Distribuição normal de Gauss: Todo resultado experimental esta sugeito à variabilidade estatística e esta associado a um determinado grau de confiabilidade
Qual
deles é o mais correto? Depois de cinco anos trabalhando com cada um deles, eu
cheguei à conclusão que ambos estão muito certos. Voltando a falar de física,
podemos buscar dois exemplos onde o excesso de confiança nas predições teóricas
ou na qualidade dos experimentos levou a grandes equívocos. No primeiro
caso, a devoção de alguns cientistas ao princípio da localidade
(entre eles o próprio Einstein) os fez duvidar da validade da mecânica
quântica, com seu emaranhamento de partículas. Até os experimentos comprovarem
que o mundo permite sim que existam interações entre partículas subatômicas,
sem que haja contato direto entre elas. De outro lado, recentemente, um grupo
de experimentalistas noticiou para o mundo terem registrado Neutrinos viajando com velocidades
superiores à da luz, contrariando o princípio fundamental da Relatividade. Aí descobriu-se
que eles mediram a distância percorrida pelos Neutrinos usando GPS, um
instrumento baseado nas equações da relatividade, gerando um erro de referência
circular: usaram uma medida relativística para contrariar a relatividade!
Mas,
pedindo perdão pelo indigesto parágrafo acima, a mensagem que eu gostaria de
deixar é que eu aprendi a valorizar igualitariamente as duas correntes
filosóficas. Em meu método de dosagem eu passei a adotar um sistema iterativo
em que as previsões teóricas são usadas para ajustar os resultados de experimentos
preliminares, criando um novo modelo matemático para planejar o próximo experimento.
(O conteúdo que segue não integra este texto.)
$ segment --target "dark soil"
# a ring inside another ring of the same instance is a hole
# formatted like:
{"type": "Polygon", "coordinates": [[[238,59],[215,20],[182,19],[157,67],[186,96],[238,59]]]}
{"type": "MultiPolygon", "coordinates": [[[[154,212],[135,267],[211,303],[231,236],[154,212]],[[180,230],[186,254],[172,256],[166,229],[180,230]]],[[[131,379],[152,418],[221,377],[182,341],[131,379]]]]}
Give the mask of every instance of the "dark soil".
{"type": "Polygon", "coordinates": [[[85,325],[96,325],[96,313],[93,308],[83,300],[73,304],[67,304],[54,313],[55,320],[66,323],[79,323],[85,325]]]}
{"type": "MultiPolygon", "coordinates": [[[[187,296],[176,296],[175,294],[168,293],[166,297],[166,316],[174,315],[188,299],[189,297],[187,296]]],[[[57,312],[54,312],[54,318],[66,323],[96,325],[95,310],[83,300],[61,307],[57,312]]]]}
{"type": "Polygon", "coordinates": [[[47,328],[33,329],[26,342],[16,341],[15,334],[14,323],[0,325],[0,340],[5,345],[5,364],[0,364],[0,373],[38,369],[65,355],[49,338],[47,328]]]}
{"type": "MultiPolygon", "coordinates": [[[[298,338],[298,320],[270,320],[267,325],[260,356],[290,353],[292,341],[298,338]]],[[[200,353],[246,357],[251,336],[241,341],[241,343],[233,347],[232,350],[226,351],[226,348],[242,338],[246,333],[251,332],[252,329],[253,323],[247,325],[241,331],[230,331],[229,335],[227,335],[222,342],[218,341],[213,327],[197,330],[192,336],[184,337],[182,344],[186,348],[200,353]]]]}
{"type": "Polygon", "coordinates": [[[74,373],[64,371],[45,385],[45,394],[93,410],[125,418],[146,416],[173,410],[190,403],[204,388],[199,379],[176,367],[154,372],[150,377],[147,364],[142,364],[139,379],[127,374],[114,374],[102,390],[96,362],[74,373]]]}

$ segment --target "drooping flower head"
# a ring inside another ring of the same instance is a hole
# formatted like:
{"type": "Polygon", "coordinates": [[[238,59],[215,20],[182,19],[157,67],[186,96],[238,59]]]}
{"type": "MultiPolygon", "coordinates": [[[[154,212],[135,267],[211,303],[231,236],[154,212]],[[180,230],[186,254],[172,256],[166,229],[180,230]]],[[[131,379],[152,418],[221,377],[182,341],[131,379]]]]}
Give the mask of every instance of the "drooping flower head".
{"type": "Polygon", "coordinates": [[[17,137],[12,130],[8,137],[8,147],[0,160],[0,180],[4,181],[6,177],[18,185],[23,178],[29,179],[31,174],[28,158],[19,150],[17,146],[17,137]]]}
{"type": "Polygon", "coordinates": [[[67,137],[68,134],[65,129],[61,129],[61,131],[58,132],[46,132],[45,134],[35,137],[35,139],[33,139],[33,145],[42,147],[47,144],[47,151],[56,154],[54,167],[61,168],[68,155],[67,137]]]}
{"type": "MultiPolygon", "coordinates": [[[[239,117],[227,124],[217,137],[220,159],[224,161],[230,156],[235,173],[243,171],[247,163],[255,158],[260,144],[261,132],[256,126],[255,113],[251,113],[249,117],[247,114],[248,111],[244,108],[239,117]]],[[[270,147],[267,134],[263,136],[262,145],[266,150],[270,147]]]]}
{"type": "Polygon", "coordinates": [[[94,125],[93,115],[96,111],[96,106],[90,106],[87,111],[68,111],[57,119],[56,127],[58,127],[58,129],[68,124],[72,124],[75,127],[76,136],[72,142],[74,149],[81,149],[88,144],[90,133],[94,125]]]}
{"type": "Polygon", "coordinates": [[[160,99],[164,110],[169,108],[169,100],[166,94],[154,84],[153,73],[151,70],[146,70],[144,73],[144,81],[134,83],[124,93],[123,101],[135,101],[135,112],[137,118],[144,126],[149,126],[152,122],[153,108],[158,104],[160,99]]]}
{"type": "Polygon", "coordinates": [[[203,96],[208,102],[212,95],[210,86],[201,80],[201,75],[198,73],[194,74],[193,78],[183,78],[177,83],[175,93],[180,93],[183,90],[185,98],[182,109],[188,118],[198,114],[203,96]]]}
Repito este ciclo pelo número necessário de iterações que apresente resultados
experimentais estatisticamente coerentes com a previsão anterior. E aí, com as
garantias estatísticas a meu favor, tenho então um modelo matemático “ultra –
confiável” para definir os traços que serão usados na obra do cliente.
Exemplo de uma distribuição exponencial com bom grau de confiabilidade
Funciona
mais ou menos assim: No concreto, as propriedades e características básicas podem
ser inter-relacionadas com alguns parâmetros mais importantes, como o fator
água/cimento (a/c) por exemplo. E esse relacionamento pode ser expresso através
de uma aproximação, uma tendência exponencial. Por exemplo, se traçamos um
gráfico cartesiano com o fato a/c nas abscissas e os resultados de resistência
à compressão nas ordenadas, teremos pontos que teoricamente podem ser ligados
entre si por uma curva de desenvolvimento exponencial. É a chamada “Curva de Abrams”.
Mas o que ocorre, na realidade, é que os pontos nunca ficam exatamente em cima
da curva de tendência e há um modo de medir esse “erro”. Quando o erro é muito
grande, é só calcular ao contrário, redefinindo cada fator a/c e experimentando
novamente no laboratório. Traçado o novo gráfico o erro tende a diminuir muito
e, não raro, basta uma única iteração destas para se obter pontos
suficientemente próximos da tendência, tornando a função matemática confiável
segundo o modelo estatístico.
É
uma maneira de fazer coexistir a betoneira, o cone de slump e a prensa, com o
computador, a planilha e a equação logarítmica. A matemática nos ajuda a evitar
os erros de laboratório, criando condições de contorno mais ou menos rigorosas.
E o laboratório nos ajuda a reduzir a confiança exacerbada em nosso modelo virtual,
mostrando que o mundo real é sujeito a variabilidades. Aí percebemos que a
engenharia é na verdade uma saborosa mistura de ciência e arte, onde a
liberdade criativa trafega confortavelmente entre os muros traçados pela lógica
racional.
Estou estudando sobre o assunto.
ResponderExcluirCaro Cristiano, Estude com cuidado, porque se voce se viciar nisso, nunca mais vai conseguir parar! ;-)
ResponderExcluirArtigo excepcional...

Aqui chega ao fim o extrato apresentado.